The News Corporation’s bid to acquire the 60.9% of BSkyB it does not already own has started a war in the world of media. It has also inspired considerable resistance from civil society. This was clear to see from the session entitled ‘Rupert Murdoch vs. Democracy’ at 6 Billion Ways. The room was full to overflowing, and the speakers didn’t hold back.
Jeremy Dear, General Secretary of the National Union of Journalists, took to the microphone, to deliver one of the soundbites of the day: “commercial media is not based on the selling of programmes to audiences but the selling of audiences to advertisers”. Focusing in on the specific subject at hand, Dear described Rupert Murdoch as a vicious, money-hungry shark that sees news only as a commodity.
On that point, I have to disagree. In my view, Rupert Murdoch realises that there is something more important than profits, namely the protection of the power system as it stands. And in that respect, the News Corporation is not much different than the rest of the major media outlets.
The truth is that although the public knows they can expect to hear differing views from different news agencies, they are very much aware that this is due to the multitude of business interests the agencies serve. Hence the state-owned BBC will undeniably be biased in its coverage of the war in Iraq or the recent student protests. Another example of this was seen more recently with the news that BBC Journalists have been ordered to use the word ‘Savings’ rather than ‘Cuts’ in their reports. . Meanwhile, the private television and radio sector, which gets almost 100% of their income from advertising, will do everything to keep their true clients -the advertisers- happy. The same is also true for newspapers as 75% of their profit comes from advertisments.
One great example which disputes the myth that “newspapers depend on readership” is that of the Daily Herald. At the time of its “death” The Herald had almost double the readership of The Times, the Financial Times and the Guardian combined, making it one of the 20 most circulated daily newspapers in the world. It was one of the most highly regarded newspapers with a devoted and involved audience. But because it was representing the rights of the wider working class, it did not get the support of the capital. Therefore it was sold off to Murdoch, who made it in to The Sun that we know today. And as much as this can be outrageous, it is completely logical as no institution of power will ever undermine itself by educating people against it.
I am sure that there are journalists who want to do the right thing and serve the public by giving them a true and unbiased view of the world, but they will able to do that only as long as what they say is not harming the interests their funders.

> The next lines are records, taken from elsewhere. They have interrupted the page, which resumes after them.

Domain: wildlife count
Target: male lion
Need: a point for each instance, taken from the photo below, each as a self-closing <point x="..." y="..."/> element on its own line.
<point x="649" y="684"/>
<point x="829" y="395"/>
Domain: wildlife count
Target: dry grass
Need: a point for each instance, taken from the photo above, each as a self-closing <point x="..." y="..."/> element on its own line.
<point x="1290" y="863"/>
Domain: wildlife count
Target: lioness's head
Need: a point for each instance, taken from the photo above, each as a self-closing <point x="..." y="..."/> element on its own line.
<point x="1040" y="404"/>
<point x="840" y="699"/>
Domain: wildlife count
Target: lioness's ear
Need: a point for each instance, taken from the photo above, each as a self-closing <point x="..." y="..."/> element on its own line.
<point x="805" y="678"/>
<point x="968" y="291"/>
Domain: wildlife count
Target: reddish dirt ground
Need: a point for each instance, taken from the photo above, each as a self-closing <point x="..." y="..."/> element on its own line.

So there might be debate between the different media outlets, but it is strictly limited within the boundaries specified by the ruling capital. We could be romantic and say that Rupert Murdoch is the arch-villain in the media world but the truth is all of the major news providers are owned by wealthy individuals or big corporations which might not be the size of Murdoch’s conglomerate but they are actively pushing forward the agenda set by other mega-corporations.
All of the above might be painting a bleak picture of the reality but there is actual, tangible change that is driving society away from the standards of the past. With the help of the internet, people are already getting increasingly aware of the situation and they are creating alternatives. Tim Hunt brought a breath of fresh air into the debate with his story of how a community of journalists in Manchester founded the Manchester Mule in reaction to the continuously growing practice of churnalism in their area. They are providing opportunities along with training to enthusiastic volunteers who want to cover the burning issues of society that get filtered out from the mainstream media. As any internet savvy individual can observe, similar projects, blogs and podcasts that aim to provide independent news channels are popping up like mushrooms all over the globe.
Of course, the mainstream media in accordance with their intellectually elitist agenda are mostly scornful of bloggers characterising them as unqualified ranters. But what makes somebody qualified to talk on global matters? An unaffordable Bachelor’s degree or maybe a job in a media institution that does not allow any dissident thought? The public is giving a loud answer to that – newspapers sales are plummeting and TV networks are constantly losing ratings with more and more people getting informed online. Now in order to support this shift in public trust, it is the responsibility of bloggers, activists and all other new media agents to push for better quality, to do more extensive research and provide ample references for their facts. We should all aim for quality when we voice our opinions online and as Tim Hunt put it, “a blog post a month is better than a blog post a day if it gives you the time to do the necessary research and analysis of a subject”.
To conclude, I want to address the question Natalie Fenton put forward during the debate: What can the media do for democracy? From my point of view, if we keep defining democracy the way it is manifested in Western and British society then the media can do quite a lot for it. If by democracy we mean a capitalistic system where business institutions are allowed and even rewarded for seeking constantly higher profits and totalitarian power at the cost of people, communities and the environment then definitely the media can help by promoting the indoctrination of the ruling class, limiting the voices admitted into mainstream discussion and setting the framework of acceptable political and cultural thought. If we want to move forward, I think that we should ask ourselves a more appropriate question: How can the people create new media to achieve a truly democratic and libertarian society? And there are many valid and viable answers to that. You just have to find the one suitable for you and pursue it.